The hydrothermal vents stand as one of the great discoveries of the late 20th century. The early reports trumpeted bacteria living at 480 degrees F (250°C), tubeworms belonging not only to new species but to new phyla and the dependence of the ecosystem on chemosynthesis. In fact, the maximum known temperature habitat for a microorganism is about 240 degrees F (115°C), with theoretical limits of up to 300 degrees F (150°C), but the hottest vent temperature has recently been measured at 765 degrees F (407°C). The giant tubeworms, bizarre and unclassifiable as they first seemed, have proved to be a kind of annelid worm. To date, despite early indications of possible new phyla, none have been confirmed from the vents. Finally, the dependence on chemosynthesis is more complicated than first envisioned.
Vent animals also need the sun and photosynthesis. The various tubeworms, clams, mussels and other vent animals are aerobic; that is, they need oxygen, as do all large multicellular organisms. The oxygen they obtain from seawater comes from photosynthesis. Further, even though the organic basis of the food web is chemosynthesis, or chemosynthetic bacteria, the chemical energy used by the bacteria comes from oxidation of sulfide. Still, strange species were found at the hydrothermal vents, living in a new type of ecosystem.

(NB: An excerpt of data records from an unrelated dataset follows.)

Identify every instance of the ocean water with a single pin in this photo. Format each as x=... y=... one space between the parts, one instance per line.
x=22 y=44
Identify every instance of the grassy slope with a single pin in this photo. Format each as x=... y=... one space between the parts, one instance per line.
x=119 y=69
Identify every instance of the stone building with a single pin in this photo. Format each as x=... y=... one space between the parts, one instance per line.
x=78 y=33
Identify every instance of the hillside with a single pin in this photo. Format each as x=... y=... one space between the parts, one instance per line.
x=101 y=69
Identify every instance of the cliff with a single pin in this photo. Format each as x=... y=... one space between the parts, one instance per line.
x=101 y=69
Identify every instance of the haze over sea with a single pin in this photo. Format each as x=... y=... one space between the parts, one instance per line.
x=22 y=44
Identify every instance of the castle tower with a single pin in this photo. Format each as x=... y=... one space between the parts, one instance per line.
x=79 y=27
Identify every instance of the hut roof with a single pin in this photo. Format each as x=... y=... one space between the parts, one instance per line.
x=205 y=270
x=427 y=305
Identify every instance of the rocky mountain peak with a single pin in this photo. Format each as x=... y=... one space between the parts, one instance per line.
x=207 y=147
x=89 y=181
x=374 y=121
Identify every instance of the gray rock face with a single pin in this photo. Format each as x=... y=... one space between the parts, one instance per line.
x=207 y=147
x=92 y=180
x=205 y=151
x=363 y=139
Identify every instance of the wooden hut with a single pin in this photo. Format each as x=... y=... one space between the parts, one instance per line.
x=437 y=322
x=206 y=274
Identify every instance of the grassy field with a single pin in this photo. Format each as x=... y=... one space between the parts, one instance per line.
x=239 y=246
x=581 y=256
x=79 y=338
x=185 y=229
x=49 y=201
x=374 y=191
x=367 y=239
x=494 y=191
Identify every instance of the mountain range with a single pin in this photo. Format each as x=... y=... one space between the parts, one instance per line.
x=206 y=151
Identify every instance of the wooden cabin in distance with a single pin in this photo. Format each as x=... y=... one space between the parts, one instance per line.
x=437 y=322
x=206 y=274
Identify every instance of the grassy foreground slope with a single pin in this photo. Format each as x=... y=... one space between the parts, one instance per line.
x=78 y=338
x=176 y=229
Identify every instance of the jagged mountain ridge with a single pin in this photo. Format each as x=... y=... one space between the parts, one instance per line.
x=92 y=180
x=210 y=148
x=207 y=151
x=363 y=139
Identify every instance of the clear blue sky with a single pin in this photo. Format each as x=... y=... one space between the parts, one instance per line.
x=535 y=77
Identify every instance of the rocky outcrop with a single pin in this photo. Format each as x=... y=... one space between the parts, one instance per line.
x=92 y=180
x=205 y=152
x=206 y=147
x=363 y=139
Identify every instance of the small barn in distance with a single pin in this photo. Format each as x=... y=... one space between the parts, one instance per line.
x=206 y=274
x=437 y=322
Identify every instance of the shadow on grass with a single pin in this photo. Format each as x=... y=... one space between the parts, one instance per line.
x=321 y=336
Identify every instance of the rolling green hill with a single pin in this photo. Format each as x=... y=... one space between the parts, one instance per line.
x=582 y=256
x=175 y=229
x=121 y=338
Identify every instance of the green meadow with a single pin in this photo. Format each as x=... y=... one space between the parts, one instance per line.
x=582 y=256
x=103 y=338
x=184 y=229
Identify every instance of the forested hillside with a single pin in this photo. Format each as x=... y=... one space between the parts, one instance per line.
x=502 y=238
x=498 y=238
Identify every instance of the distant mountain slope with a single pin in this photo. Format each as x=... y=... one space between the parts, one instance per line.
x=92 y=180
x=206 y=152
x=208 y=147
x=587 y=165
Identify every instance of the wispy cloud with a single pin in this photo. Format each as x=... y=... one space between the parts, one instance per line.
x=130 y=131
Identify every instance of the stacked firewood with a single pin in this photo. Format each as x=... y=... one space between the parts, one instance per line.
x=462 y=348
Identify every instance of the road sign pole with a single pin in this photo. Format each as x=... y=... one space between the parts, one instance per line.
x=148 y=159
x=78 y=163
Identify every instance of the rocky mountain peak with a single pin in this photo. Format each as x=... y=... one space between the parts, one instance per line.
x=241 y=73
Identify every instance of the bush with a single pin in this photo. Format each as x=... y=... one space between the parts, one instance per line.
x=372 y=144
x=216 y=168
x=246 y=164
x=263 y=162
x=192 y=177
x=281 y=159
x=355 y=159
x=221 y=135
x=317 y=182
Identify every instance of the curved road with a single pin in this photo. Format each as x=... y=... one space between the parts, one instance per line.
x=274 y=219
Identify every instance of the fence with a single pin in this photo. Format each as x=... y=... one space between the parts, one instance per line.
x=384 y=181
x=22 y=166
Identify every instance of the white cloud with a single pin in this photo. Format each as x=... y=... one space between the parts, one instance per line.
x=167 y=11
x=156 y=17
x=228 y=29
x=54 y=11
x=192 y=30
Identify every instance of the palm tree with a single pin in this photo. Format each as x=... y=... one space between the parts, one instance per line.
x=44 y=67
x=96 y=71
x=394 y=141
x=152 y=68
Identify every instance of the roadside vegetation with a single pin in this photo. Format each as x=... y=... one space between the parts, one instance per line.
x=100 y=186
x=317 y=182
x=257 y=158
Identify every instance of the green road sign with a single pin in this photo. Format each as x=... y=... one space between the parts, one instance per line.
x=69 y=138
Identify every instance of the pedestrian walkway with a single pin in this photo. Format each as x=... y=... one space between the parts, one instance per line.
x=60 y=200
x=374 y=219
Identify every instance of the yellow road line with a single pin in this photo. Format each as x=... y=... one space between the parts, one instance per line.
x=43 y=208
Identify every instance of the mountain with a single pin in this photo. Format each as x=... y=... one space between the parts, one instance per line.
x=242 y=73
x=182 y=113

At first, the discovery of the unlikely hydrothermal-vent ecosystem was thought to be a rare occurrence. Were there more vents out there with the same or different animals? In the wake of Alvin’s 1977 success, new expeditions set out to search all along the volcanic midocean ridge where tectonic plates met, first in the North Pacific and then in the North Atlantic and Indian oceans. Alvin was in demand now more than ever before. Scientists and technicians scrambled for ship and submarine time, and many were prepared to spend Christmas and other holidays at sea. As hard as it was for a biologist to be away from friends and loved ones at such times, being on Alvin or the supporting ship, gathering samples of strange new worms, mussels and shrimp, not to mention bacterial microbes, was a fair substitute for traditional celebrations.